Paul Bowles (1910 – 1999) is considered by critics to be one of the greatest American short story writers. He was also a fine novelist, composer, and poet. I was fortunate to know him, first as as teacher during 1968 at the California State University at Northridge campus, and later as a friend and the godfather of my two daughters, Mandy and Dawn. We corresponded frequently until his death in November 1999. I fondly remember being in his two college courses, one about existentialism and the novel, and the other about advanced narrative writing. Bowles was an insightful and creative teacher. I wrote about Paul Bowles in my memoir: Isherwood, Bowles, Vedanta, Wicca, and Me (2001).
During December of 1968, I visited him three times at his hotel room near Santa Monica, California. On the second visit, we discussed Witchcraft and the supernatural. Bowles was keenly aware of Witchcraft and magickal practices over the course of his world travels. He was also aware of ghosts.
We were going over the final draft of my short-short story which would appear in the first issue of the literary journal he would help found named Antaeus (1970). I handed the short manuscript back to him. He glanced over it, smiled, inhaled on his cigarette, and said: “This is a fine story. One of the finest. It has a certain emotion to it that makes the reader think. Do you have another one to send later?”
“I am working on some new stories."
“Send them all to me. I want to see them. And come visit me whenever you can.”

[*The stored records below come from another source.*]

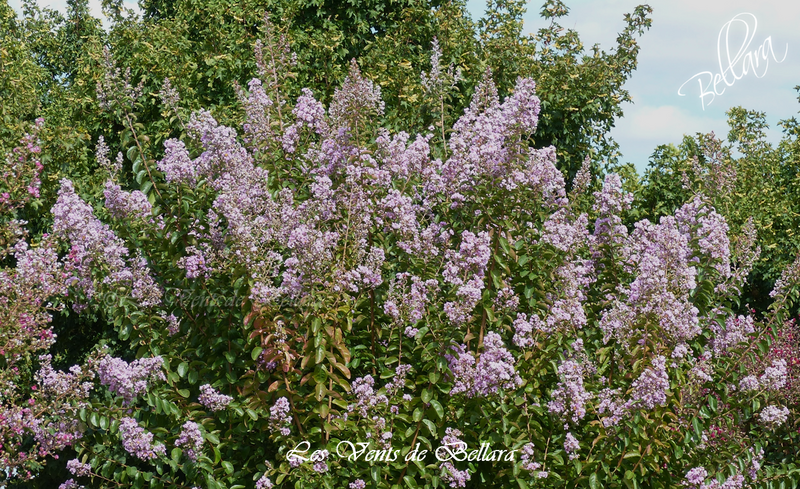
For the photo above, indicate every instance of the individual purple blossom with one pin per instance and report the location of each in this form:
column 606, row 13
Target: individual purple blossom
column 78, row 469
column 468, row 295
column 749, row 383
column 525, row 329
column 123, row 205
column 176, row 164
column 366, row 397
column 320, row 466
column 173, row 324
column 696, row 476
column 61, row 385
column 453, row 444
column 775, row 376
column 212, row 399
column 493, row 370
column 194, row 263
column 406, row 303
column 565, row 232
column 612, row 405
column 279, row 419
column 101, row 155
column 570, row 395
column 571, row 446
column 470, row 259
column 70, row 484
column 650, row 389
column 129, row 380
column 708, row 230
column 454, row 477
column 191, row 440
column 137, row 441
column 526, row 459
column 93, row 243
column 367, row 275
column 264, row 483
column 736, row 330
column 310, row 112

He placed my short-short story with his other personal papers and leaned across the chair towards me. “You enjoy writing fantasy stories, don’t you?”
“Yes,” I said.
“I recall Christopher Isherwood mentioned to me about some of your early fantasy tales.”
We both laughed over that. Bowles had known writer Christopher Isherwood for many years. I had known Isherwood since I started corresponding with him as a young teenager. Living in Santa Monica Canyon, I could look out my kitchen window and see Isherwood’s home on the cliff overlooking the sea.

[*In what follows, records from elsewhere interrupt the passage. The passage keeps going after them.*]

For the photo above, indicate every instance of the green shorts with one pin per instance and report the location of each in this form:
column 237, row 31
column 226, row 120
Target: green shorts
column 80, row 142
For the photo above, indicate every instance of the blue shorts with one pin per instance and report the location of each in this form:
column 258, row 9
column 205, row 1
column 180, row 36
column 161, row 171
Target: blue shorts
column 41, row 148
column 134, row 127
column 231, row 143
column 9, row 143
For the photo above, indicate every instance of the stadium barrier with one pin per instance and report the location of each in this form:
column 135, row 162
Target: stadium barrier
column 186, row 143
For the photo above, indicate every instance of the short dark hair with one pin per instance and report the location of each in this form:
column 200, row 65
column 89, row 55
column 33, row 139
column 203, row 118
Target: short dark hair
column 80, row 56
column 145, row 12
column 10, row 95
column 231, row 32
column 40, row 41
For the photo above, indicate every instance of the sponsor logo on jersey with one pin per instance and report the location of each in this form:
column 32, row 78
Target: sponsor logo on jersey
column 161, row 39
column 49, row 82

“I feel comfortable writing it.”
Bowles nodded. After a few moments, he said: “This hotel has ghosts. Do you sense their presence?”
“Yes, I do.”
“This is an old hotel. It must have many stories to tell. I have seen things, Witchcraft things, that are true and took place. I believe in the possibilities of what the supernatural holds, what is just out of eyesight. I have seen things.”
As Bowles spoke, I made a mental note of what he shared with me and would later write it down in my journal. We visited for over an hour.
Time passes. I grow older. I am not the young, adventurous man of the year 1968. But today in 2007, as I write this at age 62, I recall Paul Bowles, Witchcraft, and the supernatural. Bowles was a perceptive man, and he understand the value of personal inquiry. I have taken that to heart over the years, and I continue to write down what I encounter, and see.
The world of ghosts and the supernatural is around us in one form or another, forever. Be prepared for anything while you live, for it makes the questions more acutely beautiful when they are answered with truthful answers. That is truly how it is.